Afinal, estamos não apenas
transformando excepcionalidades em regras como, também, tornando as exceções
individualizadas, ou seja, os precedentes surgem sob medida. Serve para esse;
mas, não serve para aquele.
De modo que as pessoas ao se
sentirem incomodadas, desconfortáveis, acuadas dentro de certas circunstâncias,
saem por aí clamando por um precedente, o qual nem sempre vai estar ao seu
alcance, porque ele existe atrelado ao protocolo da desigualdade.
Vejam, por exemplo, que um
cidadão que comete um furto famélico, ou seja, quando furta comida, ou
medicamento, ou algo imprescindível à sua sobrevivência, sem uso de violência
ou arma, é apresentado a autoridade policial de pronto e aguarda audiência
preso.
Mas, um cidadão que comete um delito,
do tipo “colarinho branco”, por
exemplo, ele pode passar uma vida inteira sem nada a responder à Justiça,
porque se estabelecem precedentes diversos para que isso aconteça, no
Brasil.
O pior é que, de algum modo, uma
grande parcela da população é conivente com esse tipo de situação.

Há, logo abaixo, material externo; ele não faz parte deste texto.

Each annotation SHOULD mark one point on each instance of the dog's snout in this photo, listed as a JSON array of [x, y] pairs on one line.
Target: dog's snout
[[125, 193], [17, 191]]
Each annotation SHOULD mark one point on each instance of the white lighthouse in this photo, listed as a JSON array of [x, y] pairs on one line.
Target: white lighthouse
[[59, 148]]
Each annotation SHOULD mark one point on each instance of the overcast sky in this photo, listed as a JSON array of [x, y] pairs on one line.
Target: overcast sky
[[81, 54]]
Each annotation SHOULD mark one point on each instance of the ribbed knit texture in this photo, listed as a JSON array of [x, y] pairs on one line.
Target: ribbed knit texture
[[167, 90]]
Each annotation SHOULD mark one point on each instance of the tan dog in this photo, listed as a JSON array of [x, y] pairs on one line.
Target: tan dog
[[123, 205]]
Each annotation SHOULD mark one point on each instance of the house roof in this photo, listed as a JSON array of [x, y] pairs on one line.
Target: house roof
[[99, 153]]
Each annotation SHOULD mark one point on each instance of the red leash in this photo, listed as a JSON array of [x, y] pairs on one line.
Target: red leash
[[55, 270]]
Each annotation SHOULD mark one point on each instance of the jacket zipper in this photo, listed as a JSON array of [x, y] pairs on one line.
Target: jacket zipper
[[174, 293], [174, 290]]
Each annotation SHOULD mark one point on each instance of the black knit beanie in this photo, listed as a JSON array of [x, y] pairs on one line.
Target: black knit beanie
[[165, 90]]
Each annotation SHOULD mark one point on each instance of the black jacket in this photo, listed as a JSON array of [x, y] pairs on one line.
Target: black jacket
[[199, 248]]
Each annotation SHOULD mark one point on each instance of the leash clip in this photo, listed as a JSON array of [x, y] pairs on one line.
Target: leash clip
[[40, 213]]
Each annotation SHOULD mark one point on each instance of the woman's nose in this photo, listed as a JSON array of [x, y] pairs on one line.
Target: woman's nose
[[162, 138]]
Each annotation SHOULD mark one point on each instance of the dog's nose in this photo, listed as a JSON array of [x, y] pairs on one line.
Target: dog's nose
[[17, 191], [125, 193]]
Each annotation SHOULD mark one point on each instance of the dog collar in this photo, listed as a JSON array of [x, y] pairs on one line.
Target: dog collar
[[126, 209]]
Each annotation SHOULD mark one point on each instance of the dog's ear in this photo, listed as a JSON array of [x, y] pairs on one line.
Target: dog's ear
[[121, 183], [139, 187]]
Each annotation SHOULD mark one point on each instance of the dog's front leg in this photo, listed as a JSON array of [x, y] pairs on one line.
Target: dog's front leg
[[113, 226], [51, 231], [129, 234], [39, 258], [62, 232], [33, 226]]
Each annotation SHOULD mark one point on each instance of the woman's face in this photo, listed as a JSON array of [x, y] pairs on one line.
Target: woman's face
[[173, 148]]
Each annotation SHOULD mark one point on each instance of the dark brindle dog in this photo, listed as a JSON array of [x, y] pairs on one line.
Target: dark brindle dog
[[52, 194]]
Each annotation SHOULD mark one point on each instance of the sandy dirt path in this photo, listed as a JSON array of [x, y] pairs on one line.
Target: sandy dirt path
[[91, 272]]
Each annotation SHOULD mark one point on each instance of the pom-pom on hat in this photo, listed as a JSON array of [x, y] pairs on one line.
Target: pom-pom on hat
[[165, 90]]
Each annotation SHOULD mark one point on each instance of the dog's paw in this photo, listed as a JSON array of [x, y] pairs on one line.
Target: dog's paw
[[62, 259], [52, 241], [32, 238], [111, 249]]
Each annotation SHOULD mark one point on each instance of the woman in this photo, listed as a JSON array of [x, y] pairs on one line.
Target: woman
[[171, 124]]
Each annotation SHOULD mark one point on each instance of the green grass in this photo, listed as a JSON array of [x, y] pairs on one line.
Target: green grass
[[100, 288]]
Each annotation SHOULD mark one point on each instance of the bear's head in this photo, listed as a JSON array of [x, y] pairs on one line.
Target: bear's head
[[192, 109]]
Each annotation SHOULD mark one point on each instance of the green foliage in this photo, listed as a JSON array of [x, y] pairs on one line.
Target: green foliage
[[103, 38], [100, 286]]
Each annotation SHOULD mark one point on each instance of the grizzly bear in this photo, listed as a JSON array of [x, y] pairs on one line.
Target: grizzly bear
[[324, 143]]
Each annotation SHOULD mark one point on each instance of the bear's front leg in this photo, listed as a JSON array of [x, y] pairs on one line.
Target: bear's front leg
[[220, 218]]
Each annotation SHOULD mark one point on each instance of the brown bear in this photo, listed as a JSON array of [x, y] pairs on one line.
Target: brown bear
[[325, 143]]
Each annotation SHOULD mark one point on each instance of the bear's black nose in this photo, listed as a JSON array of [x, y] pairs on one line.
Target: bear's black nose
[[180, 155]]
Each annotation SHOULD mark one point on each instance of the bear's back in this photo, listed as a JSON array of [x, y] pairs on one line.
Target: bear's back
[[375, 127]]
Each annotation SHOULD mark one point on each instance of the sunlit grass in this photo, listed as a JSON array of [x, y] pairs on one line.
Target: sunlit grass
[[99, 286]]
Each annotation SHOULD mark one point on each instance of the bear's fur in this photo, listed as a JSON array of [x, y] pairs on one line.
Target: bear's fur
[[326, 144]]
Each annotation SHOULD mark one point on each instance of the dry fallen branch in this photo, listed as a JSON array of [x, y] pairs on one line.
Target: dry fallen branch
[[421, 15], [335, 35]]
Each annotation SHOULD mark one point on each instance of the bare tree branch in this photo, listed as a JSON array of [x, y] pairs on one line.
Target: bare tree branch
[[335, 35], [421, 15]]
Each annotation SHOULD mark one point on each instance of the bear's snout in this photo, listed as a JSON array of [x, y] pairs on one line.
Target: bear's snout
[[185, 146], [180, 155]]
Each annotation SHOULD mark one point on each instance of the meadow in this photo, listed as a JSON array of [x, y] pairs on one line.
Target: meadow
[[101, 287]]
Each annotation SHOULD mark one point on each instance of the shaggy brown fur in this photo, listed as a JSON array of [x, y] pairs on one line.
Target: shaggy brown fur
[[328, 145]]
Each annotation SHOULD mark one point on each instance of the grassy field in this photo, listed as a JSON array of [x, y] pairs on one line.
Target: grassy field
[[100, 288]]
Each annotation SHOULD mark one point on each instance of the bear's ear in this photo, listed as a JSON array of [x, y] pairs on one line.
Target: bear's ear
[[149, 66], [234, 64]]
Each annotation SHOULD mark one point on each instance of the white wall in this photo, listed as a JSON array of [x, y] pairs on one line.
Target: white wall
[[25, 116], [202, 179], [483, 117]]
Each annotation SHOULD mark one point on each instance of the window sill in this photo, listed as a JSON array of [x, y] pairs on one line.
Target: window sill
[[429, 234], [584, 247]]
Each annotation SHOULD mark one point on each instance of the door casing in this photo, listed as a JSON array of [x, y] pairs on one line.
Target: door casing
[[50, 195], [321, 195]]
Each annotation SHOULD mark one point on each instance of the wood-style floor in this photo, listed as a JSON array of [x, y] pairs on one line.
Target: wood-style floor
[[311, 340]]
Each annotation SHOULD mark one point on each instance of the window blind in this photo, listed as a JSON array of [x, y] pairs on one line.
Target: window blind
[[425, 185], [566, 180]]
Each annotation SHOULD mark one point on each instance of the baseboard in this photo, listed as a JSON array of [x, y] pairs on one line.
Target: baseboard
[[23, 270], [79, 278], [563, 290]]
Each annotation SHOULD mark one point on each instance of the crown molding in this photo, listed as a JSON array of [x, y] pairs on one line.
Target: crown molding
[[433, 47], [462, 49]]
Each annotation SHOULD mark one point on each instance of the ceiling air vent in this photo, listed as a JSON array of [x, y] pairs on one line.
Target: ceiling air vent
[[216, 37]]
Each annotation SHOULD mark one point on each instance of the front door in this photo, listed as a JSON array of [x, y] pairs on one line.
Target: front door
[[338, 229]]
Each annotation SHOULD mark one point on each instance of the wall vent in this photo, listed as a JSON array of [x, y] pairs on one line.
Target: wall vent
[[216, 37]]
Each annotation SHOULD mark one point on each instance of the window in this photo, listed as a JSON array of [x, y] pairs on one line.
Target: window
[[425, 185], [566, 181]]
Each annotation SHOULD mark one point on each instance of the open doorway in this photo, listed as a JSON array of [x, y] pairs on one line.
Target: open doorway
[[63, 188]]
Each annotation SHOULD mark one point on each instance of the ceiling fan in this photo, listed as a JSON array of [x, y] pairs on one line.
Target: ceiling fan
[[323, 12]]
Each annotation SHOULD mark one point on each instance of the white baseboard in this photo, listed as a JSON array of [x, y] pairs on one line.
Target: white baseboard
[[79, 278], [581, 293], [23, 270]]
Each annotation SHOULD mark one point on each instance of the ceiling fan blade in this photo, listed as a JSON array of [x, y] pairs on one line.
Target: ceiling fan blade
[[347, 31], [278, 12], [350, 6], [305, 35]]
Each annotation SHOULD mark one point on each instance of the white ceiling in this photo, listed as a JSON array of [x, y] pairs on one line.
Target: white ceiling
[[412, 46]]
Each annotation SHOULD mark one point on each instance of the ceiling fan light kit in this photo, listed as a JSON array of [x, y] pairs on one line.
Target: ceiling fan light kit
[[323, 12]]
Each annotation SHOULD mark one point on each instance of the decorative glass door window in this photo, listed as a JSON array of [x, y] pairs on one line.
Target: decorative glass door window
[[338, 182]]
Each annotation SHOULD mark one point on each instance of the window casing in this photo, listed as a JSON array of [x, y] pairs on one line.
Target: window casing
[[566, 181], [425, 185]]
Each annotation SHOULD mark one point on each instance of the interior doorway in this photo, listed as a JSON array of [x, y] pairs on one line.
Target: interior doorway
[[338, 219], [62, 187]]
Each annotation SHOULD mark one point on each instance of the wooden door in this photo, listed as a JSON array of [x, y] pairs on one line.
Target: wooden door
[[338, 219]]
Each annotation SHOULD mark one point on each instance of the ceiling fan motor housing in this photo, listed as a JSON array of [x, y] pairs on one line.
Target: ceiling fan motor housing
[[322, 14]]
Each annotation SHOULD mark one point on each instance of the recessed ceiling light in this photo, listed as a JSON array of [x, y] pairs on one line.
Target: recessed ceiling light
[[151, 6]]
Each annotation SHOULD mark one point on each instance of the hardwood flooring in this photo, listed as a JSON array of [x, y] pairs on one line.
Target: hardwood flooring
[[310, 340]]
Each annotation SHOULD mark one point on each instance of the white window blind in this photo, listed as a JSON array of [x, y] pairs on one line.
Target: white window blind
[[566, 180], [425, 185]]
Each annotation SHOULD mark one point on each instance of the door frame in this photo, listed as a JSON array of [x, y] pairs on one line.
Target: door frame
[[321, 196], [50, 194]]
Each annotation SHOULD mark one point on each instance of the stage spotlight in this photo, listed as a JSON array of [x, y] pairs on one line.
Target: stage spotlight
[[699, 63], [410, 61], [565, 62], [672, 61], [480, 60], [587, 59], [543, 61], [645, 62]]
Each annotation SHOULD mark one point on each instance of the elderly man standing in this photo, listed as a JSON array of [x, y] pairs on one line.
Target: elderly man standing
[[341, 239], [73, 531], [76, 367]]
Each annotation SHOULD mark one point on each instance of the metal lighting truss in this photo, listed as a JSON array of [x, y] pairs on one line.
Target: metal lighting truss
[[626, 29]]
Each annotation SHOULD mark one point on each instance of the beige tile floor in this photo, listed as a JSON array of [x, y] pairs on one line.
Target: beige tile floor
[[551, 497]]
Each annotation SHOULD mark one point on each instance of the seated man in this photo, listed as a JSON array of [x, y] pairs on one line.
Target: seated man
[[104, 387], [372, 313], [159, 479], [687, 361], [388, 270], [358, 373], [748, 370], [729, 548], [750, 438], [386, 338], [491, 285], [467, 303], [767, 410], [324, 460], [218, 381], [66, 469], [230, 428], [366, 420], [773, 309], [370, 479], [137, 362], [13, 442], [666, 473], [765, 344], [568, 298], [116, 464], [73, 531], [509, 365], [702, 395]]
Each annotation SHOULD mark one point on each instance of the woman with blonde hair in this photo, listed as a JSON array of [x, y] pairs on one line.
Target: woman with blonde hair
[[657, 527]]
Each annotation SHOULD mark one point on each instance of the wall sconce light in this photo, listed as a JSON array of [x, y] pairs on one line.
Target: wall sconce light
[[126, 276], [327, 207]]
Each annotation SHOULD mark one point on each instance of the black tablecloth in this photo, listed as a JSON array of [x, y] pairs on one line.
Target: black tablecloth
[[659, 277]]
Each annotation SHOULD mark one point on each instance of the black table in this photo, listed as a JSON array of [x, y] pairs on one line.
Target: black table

Muitos
acreditam estar em uma posição que podem eventualmente vir a se beneficiar dos
precedentes. Então, se calam, silenciam, se abstém de pensar ou discutir a
respeito.
Porque os precedentes levam em
consideração um enquadramento subjetivo do cidadão dentro de certos quesitos
instituídos pela própria sociedade. De modo que o inconsciente coletivo da
identidade nacional acaba por ter um peso gigantesco nesse processo.
Em síntese, isso quer dizer que alguns
são considerados bons, ou estão acima de qualquer suspeita, e, portanto,
aprovados para se abrirem precedentes a seu favor. Outros são ruins, ou estão
sempre sob suspeita, então, não são merecedores para se abrirem precedentes a
seu favor.
E assim, os precedentes vão
reafirmando cada vez mais que “A
injustiça num lugar qualquer é uma ameaça à justiça em todo lugar” (Martin
Luther King Jr.), especialmente, porque “Se
você é neutro em situações de injustiça, você escolhe o lado do opressor”
(Desmond Tutu – Prêmio Nobel da Paz, 1984). Os precedentes são, na maioria
das vezes, então, os melhores instrumentos para materializar as injustiças.
Não nos esqueçamos de que a vida
não é receita de bolo e tudo aquilo que deixamos passar pelo silêncio, ou pela
indiferença, ou pela negligência, mais cedo ou mais tarde vai cobrar seu preço.
Por mais semelhanças possam
existir entre muitos acontecimentos da vida, cada caso deve ser submetido a uma
análise própria, a fim de que erros, distorções, equívocos não sejam propagados
e/ou perpetuados.
Cuidado para os espaços abertos para o ”Ah! Mas...”, porque os acontecimentos incluem pessoas e essas são diferentes, são únicas na sua forma de ser, de agir, de pensar, de dizer; e, esse é o ponto da virada na história.